In het in 1963 verschenen boek ‘De Oplichter’ van de psychiater H. Zeegers wordt reeds melding gemaakt van de positieve reacties van sommige slachtoffers van huwelijkszwendelaars. Weliswaar was hun spaarbankboekje leeg, maar ze hadden vaak een hele leuke tijd gehad en veel onverwachte aandacht gekregen. De zwendelaar spreekt ons aan door zijn fantasie en verbeeldingskracht, die hij ook nog eens ongeremd omzet in daden. Toch zijn die oplichters vooral tragische en dwangmatige gevallendie het liegen niet kunnen laten. Zij hebben weliswaar het talent om zich aan uiteenlopende situaties aan te passen, een groot inlevingsvermogen en intuïtieve mensenkennis – vooral waar het de zwakheden van hun slachtoffers betreft – maar in feite hebben ze met anderen geen wezenlijk contact. Ze worden beheerst door hun eigen zakkenvullerslogica en de omgang met anderen is oppervlakkig en vluchtig en heeft slechts een beperkt doel.
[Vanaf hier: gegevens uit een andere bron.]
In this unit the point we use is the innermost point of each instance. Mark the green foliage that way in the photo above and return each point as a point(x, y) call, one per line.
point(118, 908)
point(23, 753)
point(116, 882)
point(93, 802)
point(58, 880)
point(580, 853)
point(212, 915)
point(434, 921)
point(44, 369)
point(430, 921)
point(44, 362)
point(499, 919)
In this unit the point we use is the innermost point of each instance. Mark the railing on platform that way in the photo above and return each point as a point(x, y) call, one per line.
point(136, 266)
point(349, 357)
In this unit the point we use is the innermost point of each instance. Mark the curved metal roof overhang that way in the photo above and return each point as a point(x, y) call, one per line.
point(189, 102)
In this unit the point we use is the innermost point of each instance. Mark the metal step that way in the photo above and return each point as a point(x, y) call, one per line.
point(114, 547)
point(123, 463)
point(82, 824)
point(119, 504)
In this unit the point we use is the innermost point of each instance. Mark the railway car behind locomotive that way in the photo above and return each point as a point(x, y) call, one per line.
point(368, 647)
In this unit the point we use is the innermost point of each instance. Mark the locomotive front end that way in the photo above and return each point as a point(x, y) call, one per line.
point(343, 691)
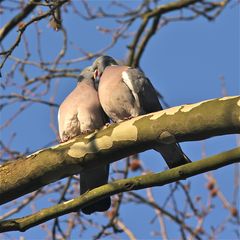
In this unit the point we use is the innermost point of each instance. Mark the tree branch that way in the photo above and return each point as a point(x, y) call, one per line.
point(183, 123)
point(123, 185)
point(18, 18)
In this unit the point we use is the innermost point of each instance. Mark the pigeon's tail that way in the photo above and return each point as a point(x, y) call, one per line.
point(91, 179)
point(172, 154)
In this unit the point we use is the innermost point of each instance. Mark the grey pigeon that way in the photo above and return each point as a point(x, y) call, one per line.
point(80, 113)
point(125, 92)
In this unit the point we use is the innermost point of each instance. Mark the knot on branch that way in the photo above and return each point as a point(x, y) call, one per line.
point(167, 138)
point(129, 186)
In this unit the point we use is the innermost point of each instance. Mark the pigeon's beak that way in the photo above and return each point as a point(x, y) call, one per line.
point(96, 76)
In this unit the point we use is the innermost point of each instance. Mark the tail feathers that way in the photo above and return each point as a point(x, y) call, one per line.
point(173, 154)
point(91, 179)
point(100, 206)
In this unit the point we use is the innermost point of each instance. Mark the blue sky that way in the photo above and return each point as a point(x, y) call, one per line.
point(185, 61)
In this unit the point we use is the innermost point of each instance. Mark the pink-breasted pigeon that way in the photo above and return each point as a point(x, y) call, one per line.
point(80, 113)
point(126, 92)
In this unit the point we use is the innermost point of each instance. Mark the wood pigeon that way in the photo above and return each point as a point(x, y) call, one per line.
point(125, 92)
point(80, 113)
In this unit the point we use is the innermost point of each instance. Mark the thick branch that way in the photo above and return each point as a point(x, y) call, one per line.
point(183, 123)
point(123, 185)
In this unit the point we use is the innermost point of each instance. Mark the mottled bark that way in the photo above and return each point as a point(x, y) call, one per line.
point(183, 123)
point(123, 185)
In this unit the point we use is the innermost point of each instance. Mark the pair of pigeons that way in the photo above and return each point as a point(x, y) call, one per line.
point(123, 93)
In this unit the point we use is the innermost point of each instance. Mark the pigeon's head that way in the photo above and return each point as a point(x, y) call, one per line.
point(87, 74)
point(100, 64)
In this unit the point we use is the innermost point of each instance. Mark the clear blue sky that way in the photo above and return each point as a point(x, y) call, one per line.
point(185, 62)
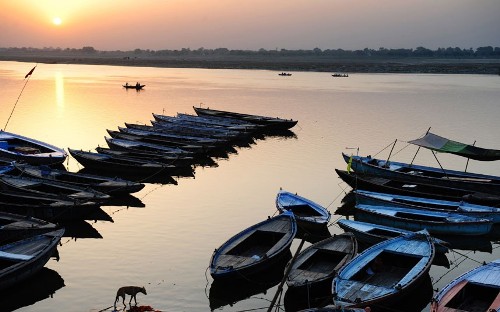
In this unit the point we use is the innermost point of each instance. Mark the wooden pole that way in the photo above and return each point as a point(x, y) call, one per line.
point(418, 149)
point(288, 268)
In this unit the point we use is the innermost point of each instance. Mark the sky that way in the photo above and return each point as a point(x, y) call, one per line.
point(110, 25)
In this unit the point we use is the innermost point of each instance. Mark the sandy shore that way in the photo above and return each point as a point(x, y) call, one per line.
point(402, 65)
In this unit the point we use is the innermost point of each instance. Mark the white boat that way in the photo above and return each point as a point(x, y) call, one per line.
point(20, 148)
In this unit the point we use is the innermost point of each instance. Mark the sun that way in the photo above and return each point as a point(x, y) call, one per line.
point(56, 21)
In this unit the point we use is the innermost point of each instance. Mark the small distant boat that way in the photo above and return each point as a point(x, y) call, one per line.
point(136, 86)
point(384, 271)
point(255, 248)
point(316, 265)
point(475, 290)
point(23, 258)
point(175, 160)
point(406, 172)
point(436, 222)
point(20, 226)
point(371, 233)
point(384, 199)
point(45, 187)
point(20, 148)
point(307, 213)
point(411, 188)
point(271, 123)
point(108, 185)
point(331, 308)
point(117, 164)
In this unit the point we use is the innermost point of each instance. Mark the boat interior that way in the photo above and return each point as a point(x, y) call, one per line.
point(387, 269)
point(322, 261)
point(256, 244)
point(474, 297)
point(303, 210)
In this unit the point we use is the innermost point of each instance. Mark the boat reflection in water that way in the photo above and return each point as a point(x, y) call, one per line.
point(39, 287)
point(414, 300)
point(80, 229)
point(229, 292)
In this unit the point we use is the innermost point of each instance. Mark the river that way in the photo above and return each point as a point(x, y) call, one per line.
point(166, 245)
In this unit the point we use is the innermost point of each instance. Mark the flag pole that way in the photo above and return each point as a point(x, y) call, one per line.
point(28, 75)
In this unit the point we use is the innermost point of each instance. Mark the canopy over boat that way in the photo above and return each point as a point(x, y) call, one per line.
point(439, 144)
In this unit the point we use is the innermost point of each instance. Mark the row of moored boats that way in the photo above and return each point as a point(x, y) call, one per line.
point(406, 218)
point(38, 195)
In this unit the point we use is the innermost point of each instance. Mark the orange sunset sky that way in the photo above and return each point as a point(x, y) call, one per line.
point(249, 24)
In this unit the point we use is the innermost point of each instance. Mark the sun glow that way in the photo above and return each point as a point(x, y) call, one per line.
point(57, 21)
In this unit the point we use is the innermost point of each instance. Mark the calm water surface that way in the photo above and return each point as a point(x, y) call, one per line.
point(166, 245)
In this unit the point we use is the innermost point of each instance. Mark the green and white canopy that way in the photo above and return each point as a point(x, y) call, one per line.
point(439, 144)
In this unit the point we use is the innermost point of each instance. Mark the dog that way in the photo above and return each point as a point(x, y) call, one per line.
point(129, 290)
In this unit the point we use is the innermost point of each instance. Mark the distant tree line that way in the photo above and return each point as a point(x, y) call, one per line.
point(480, 52)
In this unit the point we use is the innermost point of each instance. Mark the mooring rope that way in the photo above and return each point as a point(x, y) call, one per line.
point(15, 104)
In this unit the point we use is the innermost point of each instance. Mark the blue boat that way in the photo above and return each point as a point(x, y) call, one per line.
point(255, 248)
point(436, 222)
point(474, 182)
point(384, 271)
point(316, 265)
point(308, 214)
point(22, 259)
point(20, 148)
point(394, 200)
point(371, 233)
point(475, 290)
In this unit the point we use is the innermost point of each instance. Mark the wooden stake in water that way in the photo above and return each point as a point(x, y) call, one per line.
point(28, 75)
point(288, 268)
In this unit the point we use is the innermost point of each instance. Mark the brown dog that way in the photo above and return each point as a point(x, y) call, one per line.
point(129, 290)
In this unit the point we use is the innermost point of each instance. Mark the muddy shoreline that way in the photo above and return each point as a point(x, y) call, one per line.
point(423, 65)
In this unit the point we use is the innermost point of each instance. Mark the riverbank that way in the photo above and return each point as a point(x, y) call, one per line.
point(318, 64)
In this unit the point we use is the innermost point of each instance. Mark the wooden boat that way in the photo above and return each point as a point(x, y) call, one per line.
point(371, 233)
point(331, 308)
point(174, 160)
point(179, 137)
point(20, 148)
point(255, 248)
point(475, 290)
point(19, 226)
point(166, 139)
point(271, 123)
point(108, 185)
point(191, 125)
point(387, 185)
point(436, 222)
point(46, 206)
point(384, 271)
point(134, 135)
point(307, 213)
point(117, 164)
point(404, 172)
point(394, 200)
point(316, 265)
point(41, 286)
point(48, 187)
point(23, 258)
point(136, 86)
point(229, 123)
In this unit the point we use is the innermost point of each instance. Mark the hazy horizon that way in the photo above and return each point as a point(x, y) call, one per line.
point(250, 24)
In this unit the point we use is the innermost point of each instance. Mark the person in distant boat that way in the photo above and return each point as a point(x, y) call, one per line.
point(376, 266)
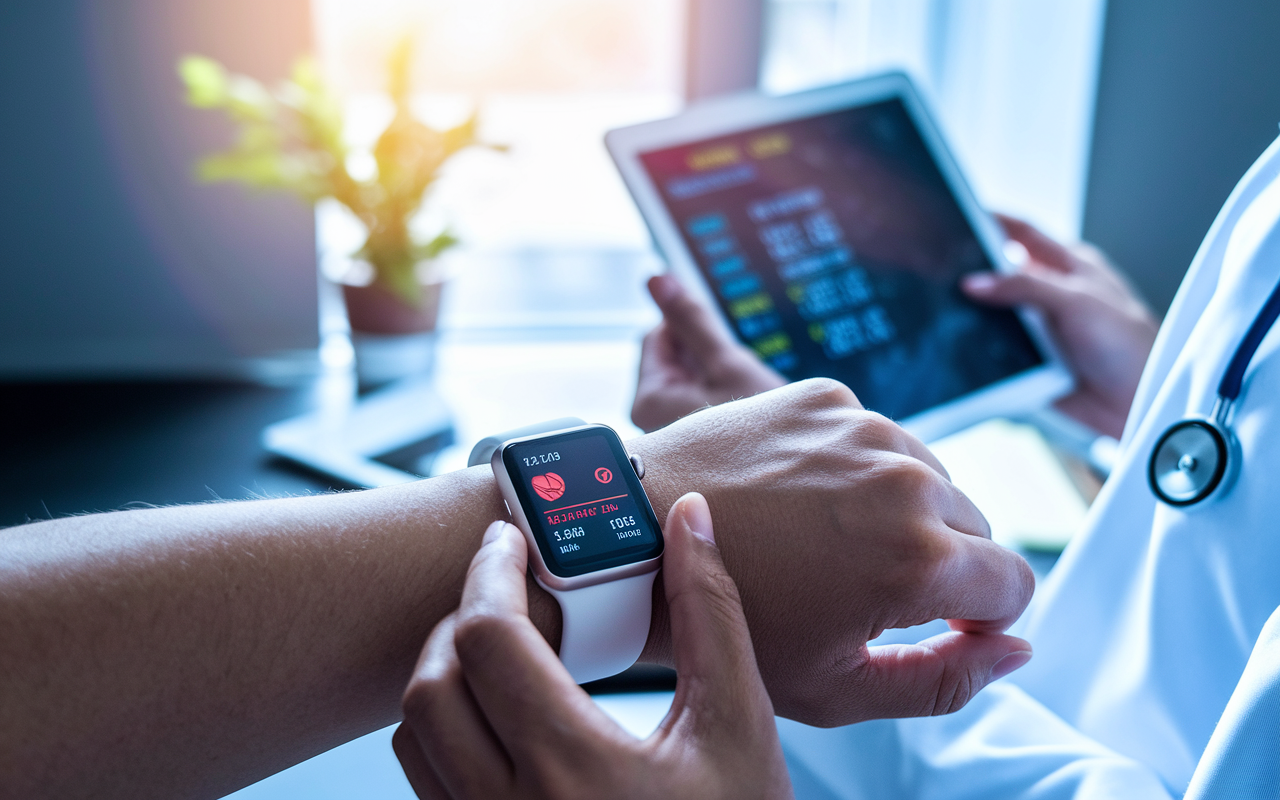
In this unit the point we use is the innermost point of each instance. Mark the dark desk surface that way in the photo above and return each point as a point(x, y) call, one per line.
point(80, 447)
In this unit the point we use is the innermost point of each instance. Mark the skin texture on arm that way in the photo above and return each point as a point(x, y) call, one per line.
point(492, 714)
point(188, 652)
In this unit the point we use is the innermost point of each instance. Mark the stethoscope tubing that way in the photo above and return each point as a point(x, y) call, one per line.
point(1196, 456)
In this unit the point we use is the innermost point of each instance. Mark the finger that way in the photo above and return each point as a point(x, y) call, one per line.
point(1038, 245)
point(1037, 288)
point(979, 585)
point(718, 689)
point(449, 728)
point(689, 321)
point(661, 383)
point(416, 768)
point(959, 513)
point(525, 693)
point(936, 676)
Moet je ze in het echte leven vooral vermijden, voor film en theater zijn het ideale personages. Ze zetten ogenschijnlijk met veel flair de zaken naar hun hand en doen dingen die wij niet zouden durven. De meelijwekkende leegte van een bestaan, waarin alleen maar rollen gespeeld worden is op toneel of doek niet aan de orde, want het gaat altijd om een ‘zaak’ en niet om het ‘leven’ van zo’n stelletje triefelaars. Elke week een uur nieuwe sjoemelpraktijken van een team aantrekkelijke en behendige stiekemerds, ik zie er naar uit.

Zeegers, H. (1963). De Oplichter. Utrecht: Erven J. Bijleveld.